Prenant en compte l'évolution des mentalités, la présente proposition de loi invite à une évolution majeure de la législation française, préconisant une interdiction effective générale qui protège non seulement le public mais aussi tous les travailleurs, quels qu'ils soient. Prenant en compte notamment l'impératif de la santé au travail, c'est un nouveau pas en avant dans la prévention et la lutte contre le tabagisme qui apparaît nécessaire.

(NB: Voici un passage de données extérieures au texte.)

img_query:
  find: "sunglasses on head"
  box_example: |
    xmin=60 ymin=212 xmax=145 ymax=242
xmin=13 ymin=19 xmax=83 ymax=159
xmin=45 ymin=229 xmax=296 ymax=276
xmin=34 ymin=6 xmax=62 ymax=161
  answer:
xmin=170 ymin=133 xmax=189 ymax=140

L'article 1 pose le principe général d'interdiction que l'article 2 propose de mettre en œuvre six mois après la publication de la loi afin d'autoriser une large information de l'opinion publique avant son entrée en vigueur.
PROPOSITION DE LOI
Article 1er
Dans le premier alinéa de l'article L. 3511-7 du code de la santé publique, les mots : « , sauf dans les emplacements expressément réservés aux fumeurs » sont supprimés.
Article 2
La présente loi est applicable six mois après sa publication.